Un par de horas después de iniciar el día 14 de julio de 1986, terroristas del Eln dinamitaron el oleoducto Caño Limón-Coveñas, derramando más de 45 mil barriles de petróleo en La Donjuana, municipio de Carmen de Tonchalá, en Norte de Santander. Desde ese momento se inició un largo periodo de destrucción ambiental y social justificada con banderas revolucionarias obsoletas y cínicas.
En los años 90, las Farc se antojaron y quisieron darle un mensaje parecido al país: los colombianos que decían representar merecían ver sus ríos manchados de crudo, sus animales muertos y sus ecosistemas destruidos. Así, declararon objetivo militar los oleoductos y los recursos naturales.
Según Ecopetrol, el año pasado, 107 ataques afectaron más de 65 mil metros cuadrados de suelo y cerca de 40.500 metros de cuerpos de agua.
No es algo nuevo, ni exclusivo de Colombia. Según Naciones Unidas, Al Qaeda y sus afiliadas suelen atacar la infraestructura energética en países como Argelia, Irak, Kuwait, Pakistán, Arabia Saudita y Yemen.
Adicionalmente, Estado Islámico ha contaminado acuíferos con crudo entre sus tácticas de guerra, como sucedió en el distrito de Balad, en Irak (una estrategia usual de retirada, pues siempre han preferido tomar control y explotar los campos petroleros, según me explica el profesor Guillermo Ospina Morales, investigador en Medio Oriente y grupos terroristas).
Desde el siglo pasado, Arauca, Boyacá, Casanare, Norte de Santander, Nariño y Putumayo han sufrido la explosión de oleoductos. En los últimos 10 años se han contado cerca de 1.500 atentados al oleoducto Caño Limón- Coveñas, fluctuando el número según las intenciones de los terroristas: solo en 2013 hubo 227 voladuras que afectaron también al Trasandino y al Orito-San Miguel.
Históricamente, los más afectados han sido los ríos Arauca, Tibú, Catatumbo y Tarra; las quebradas El Loro, El Carmen, La Medrosa, La Pérdida y Caño Victoria Sur, algunas de las cuales surten los acueductos de la región. En el sur del país, los ataques contra el oleoducto Trasandino han ocasionado emergencias en los ríos Mira, Caunapí y Rosario.

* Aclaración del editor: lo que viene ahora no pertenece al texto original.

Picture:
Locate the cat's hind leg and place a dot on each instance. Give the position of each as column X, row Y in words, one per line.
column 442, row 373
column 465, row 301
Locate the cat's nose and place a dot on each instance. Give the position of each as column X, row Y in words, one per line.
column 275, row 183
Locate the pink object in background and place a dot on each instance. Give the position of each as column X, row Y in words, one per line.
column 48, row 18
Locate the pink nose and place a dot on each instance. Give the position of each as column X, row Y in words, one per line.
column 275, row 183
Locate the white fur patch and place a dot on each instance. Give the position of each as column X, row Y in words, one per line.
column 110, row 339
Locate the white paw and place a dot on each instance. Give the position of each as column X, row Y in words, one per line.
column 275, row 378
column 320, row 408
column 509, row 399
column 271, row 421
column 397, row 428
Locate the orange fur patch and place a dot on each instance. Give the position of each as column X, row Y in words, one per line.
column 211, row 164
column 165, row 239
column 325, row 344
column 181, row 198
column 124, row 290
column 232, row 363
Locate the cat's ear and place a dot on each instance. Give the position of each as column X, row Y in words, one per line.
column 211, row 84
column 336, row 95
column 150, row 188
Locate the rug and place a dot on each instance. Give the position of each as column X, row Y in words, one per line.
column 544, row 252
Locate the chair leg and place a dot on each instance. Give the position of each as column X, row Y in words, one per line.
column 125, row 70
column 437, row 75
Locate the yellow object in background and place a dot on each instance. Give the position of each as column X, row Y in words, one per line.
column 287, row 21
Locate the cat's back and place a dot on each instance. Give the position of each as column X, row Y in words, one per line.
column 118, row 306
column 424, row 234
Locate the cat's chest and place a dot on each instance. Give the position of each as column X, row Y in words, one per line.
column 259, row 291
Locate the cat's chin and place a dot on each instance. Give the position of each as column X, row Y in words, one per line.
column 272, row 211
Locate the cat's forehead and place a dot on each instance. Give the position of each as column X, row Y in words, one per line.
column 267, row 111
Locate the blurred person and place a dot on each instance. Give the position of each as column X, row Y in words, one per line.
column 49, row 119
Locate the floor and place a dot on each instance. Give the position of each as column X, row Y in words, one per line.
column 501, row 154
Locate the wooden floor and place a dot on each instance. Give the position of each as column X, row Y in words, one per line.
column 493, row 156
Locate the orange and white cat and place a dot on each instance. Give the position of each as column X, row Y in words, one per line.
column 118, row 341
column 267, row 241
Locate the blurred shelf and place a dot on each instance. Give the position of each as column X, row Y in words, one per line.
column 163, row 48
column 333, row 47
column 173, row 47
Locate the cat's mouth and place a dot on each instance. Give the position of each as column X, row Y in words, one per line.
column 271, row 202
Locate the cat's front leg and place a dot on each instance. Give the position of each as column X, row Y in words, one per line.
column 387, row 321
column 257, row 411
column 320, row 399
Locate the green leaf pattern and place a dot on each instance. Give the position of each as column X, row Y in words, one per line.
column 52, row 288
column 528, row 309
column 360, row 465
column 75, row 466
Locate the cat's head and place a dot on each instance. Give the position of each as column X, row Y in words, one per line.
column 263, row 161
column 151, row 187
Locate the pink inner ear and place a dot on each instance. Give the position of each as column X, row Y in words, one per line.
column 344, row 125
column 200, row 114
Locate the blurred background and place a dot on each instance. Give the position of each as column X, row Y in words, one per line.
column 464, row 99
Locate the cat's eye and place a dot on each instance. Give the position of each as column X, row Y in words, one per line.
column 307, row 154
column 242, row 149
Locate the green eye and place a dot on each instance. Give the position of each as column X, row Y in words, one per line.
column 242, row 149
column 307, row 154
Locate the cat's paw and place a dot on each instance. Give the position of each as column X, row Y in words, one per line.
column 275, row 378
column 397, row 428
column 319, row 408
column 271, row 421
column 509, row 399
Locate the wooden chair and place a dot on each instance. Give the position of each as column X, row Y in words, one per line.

Iniciando la década de los 90, en el corregimiento de Zapatosa, en Cesar, se produjo un derrame de más de 14 mil barriles en esta ciénaga, cuya área sobrepasaba las 40 mil hectáreas. Dos años después, 45 mil barriles de petróleo terminaron en las aguas de la quebrada San Roque, en los ríos Ité y Cimitarra.
Y no pararon. Hace cuatro años derramaron 10 mil barriles de petróleo a las quebradas Pinde y Pianulpí, y al río Mira, y vertieron 200.000 galones en una zona en la que hay varios recursos hídricos que desembocan en el río Cuembí.
Según Ecopetrol, el año pasado, 107 ataques afectaron más de 65 mil metros cuadrados de suelo y cerca de 40.500 metros de cuerpos de agua. Mamíferos, peces, reptiles y anfibios han muerto, y sus hábitats han desaparecido.
Este año ya casi llegamos a 10 atentados, y la cuenta seguirá aumentando. La infraestructura energética es vulnerable por el impacto positivo que tienen en el desarrollo del país y por la facilidad de atacarlas.
Desafortunadamente, los atentados contra los oleoductos se han vuelto paisaje en los periódicos y noticieros, y nos estamos condenando a vivir otros 33 años viendo cómo destruyen nuestro medioambiente y nuestros recursos naturales.
Es hora de que el Eln descuelgue esa bandera rojinegra revolucionaria que pareciera simbolizar el color de los ríos mezclados con petróleo y la sangre que las víctimas no han parado de derramar con sus voladuras de oleoductos desde ese famoso 14 de julio de 1986.